Há mais de uma década, alguns autores formularam a idéia de uma História Atlântica num contexto africano e americano. A possibilidade de pies expansão de uma venerável tradição de história de ‘Impérios’ – seja britânico, espanhol, português ou holandês, ela significa novos paradigmas.

Nesse movimento de busca de peculiaridades e de unidades distintas, nesse mar de histórias, os textos aqui apresentados fazem suas conexões com esse conceito ampliado de História Atlântica. Dessa perspectiva, Isabel Castro Henriques apresenta sua leitura dos marcadores territoriais e simbólicos na organização do universo africano, resultante do choque entre o Fato Colonial português e a emergência das formas autônomas angolanas. Gerhard Seibert discute as polêmicas hipóteses explicativas da origem dos angolares, grupo sócio-cultural e lingüísticos distintos na Ilha de São Tome, abordando para isso justificativas que até então têm sido apresentadas como identificadoras para as identidades angolares. Nas rotas das travessias e retornos, Gomes, Soares e Farias fazem uma reflexão sobre os Cabindas, sua inserção nas amplas redes recriadoras de identidades conectando áreas do tráfico, como do rio Zaire, litoral norte de Angola, com a demografia da escravidão do Rio de Janeiro. Em ampla sintonia com os três textos apontados, o Dossiê do Atlântico apresenta, também, as resenhas de obras que remetem para a face atlântica da África.
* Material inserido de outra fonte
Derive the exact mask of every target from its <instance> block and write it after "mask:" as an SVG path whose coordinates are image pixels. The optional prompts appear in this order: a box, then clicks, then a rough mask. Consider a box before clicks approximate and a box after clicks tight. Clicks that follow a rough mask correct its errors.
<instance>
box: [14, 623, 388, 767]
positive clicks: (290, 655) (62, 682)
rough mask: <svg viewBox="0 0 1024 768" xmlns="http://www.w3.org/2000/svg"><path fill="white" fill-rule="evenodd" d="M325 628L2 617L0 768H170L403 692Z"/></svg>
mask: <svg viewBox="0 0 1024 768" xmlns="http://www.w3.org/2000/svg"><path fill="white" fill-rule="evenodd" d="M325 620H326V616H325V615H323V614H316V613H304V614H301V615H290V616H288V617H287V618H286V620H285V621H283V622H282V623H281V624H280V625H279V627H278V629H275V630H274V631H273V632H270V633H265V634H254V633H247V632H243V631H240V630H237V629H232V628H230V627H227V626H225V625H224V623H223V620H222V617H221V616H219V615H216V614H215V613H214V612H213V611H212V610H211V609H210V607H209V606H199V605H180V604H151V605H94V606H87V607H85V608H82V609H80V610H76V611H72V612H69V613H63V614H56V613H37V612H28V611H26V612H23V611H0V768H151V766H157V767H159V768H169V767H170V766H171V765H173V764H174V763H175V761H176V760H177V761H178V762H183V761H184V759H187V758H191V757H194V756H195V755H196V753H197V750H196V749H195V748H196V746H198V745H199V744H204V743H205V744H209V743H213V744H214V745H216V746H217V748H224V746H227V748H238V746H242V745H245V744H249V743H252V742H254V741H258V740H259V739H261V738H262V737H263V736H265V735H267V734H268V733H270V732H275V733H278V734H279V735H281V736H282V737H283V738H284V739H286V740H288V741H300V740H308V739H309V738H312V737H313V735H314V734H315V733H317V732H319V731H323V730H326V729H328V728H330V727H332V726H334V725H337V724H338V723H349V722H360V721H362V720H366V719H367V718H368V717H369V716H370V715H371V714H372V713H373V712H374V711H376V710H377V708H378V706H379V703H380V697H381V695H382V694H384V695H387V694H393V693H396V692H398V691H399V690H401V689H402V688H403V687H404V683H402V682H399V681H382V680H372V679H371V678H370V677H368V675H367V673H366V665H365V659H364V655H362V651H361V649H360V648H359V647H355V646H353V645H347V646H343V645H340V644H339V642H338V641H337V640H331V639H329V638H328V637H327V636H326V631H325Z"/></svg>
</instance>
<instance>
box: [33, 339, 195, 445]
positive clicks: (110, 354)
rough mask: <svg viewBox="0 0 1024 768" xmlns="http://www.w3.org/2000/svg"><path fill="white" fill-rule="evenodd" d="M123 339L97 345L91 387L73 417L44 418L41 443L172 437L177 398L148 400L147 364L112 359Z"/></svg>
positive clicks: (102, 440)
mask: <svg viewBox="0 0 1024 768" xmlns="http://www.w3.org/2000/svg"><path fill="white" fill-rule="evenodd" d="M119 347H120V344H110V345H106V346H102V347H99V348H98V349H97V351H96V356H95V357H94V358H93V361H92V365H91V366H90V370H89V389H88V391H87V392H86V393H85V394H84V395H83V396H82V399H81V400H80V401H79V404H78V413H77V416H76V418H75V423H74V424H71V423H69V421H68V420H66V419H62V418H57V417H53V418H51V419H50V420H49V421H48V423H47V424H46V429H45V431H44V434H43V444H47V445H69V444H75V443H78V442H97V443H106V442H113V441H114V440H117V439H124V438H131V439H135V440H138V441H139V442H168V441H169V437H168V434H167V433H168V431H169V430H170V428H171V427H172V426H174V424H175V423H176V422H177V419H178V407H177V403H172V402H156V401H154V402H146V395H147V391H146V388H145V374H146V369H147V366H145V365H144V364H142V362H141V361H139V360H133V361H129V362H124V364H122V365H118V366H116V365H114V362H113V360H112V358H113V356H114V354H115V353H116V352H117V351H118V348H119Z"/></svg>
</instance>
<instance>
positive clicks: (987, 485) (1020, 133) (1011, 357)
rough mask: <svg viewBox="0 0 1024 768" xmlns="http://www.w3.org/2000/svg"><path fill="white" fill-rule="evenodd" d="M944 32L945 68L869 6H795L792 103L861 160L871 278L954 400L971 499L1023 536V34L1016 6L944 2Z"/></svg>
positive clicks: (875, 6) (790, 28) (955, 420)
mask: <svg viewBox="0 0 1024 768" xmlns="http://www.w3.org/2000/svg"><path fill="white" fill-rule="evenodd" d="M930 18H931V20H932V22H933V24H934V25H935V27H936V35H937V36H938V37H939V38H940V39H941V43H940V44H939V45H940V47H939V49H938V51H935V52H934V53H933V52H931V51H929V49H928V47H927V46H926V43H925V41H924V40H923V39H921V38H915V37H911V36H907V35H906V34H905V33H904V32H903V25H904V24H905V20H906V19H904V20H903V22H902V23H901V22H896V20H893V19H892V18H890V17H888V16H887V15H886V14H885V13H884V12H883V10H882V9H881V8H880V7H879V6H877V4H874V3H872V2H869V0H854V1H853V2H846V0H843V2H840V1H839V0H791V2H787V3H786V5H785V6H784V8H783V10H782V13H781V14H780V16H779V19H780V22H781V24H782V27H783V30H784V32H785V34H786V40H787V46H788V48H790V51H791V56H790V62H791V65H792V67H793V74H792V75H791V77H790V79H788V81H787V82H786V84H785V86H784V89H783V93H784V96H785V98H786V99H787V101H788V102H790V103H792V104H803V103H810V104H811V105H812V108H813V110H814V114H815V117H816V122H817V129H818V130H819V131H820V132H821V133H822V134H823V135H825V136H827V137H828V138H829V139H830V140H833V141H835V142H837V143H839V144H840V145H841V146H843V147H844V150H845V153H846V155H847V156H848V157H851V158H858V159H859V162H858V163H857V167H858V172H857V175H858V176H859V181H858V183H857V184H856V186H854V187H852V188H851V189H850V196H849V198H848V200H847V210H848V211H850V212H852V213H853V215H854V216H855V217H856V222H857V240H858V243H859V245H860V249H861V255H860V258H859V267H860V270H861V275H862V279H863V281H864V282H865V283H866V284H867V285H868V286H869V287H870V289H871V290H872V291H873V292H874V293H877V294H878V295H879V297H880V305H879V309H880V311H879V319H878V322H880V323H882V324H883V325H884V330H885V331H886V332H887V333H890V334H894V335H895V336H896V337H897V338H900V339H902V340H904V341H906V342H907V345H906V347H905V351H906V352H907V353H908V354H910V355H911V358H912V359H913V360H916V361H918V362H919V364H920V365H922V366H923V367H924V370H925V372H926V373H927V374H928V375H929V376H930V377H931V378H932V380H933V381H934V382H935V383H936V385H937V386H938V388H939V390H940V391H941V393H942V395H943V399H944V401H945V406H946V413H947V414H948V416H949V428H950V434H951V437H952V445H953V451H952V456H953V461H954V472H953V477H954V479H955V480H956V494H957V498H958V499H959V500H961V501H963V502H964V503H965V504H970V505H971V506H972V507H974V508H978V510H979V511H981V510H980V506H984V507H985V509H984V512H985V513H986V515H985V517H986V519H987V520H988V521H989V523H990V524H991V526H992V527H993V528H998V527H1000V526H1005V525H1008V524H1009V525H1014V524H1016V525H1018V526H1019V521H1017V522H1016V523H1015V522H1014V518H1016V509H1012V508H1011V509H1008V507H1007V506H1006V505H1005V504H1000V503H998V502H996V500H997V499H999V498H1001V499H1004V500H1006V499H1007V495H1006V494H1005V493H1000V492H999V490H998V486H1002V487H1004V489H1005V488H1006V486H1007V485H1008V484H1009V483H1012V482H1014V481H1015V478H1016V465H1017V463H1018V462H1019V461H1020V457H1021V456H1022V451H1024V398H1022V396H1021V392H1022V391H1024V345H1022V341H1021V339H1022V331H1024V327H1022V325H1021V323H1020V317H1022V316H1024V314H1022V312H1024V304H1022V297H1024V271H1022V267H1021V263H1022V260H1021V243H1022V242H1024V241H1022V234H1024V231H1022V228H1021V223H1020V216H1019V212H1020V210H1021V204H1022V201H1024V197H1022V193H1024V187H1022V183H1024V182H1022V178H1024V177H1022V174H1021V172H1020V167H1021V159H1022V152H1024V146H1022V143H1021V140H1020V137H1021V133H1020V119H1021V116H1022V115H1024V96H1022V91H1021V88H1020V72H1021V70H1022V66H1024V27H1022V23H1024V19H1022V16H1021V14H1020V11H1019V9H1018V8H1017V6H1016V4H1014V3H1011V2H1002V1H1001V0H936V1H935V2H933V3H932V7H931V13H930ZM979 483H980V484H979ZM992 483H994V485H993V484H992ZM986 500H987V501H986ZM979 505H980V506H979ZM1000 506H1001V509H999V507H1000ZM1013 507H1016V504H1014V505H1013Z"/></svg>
Cristina Wissembach comenta a obra, recentemente traduzida para o português, de John Thornton que defende em seu livro o argumento da majoritária participação dos africanos na construção do mundo Atlântico; enquanto Selma Pantoja resenha a obra da historiadora Beatrix Heitez sobre as caravanas que cortaram os sertões da África Central Ocidental , no século X I X , e o papel dos africanos nesse evento de interiorização da presença européia na região. D o ângulo das relações de gênero Philip Havik comenta a coletânea organizada por Geiger & Musisi, sobre o impacto do colonialismo na vida das mulheres africanas em várias partes do continente, com base nos mais variados papéis desempenhados por essas mulheres e em abordagens profundamente interdisciplinares.

Esperamos que esta oportunidade de reflexão sobre mais uma pequena porção desse mundo oceânico, permita integrar nossa historiografia nesse novíssimo debate da História Atlântica.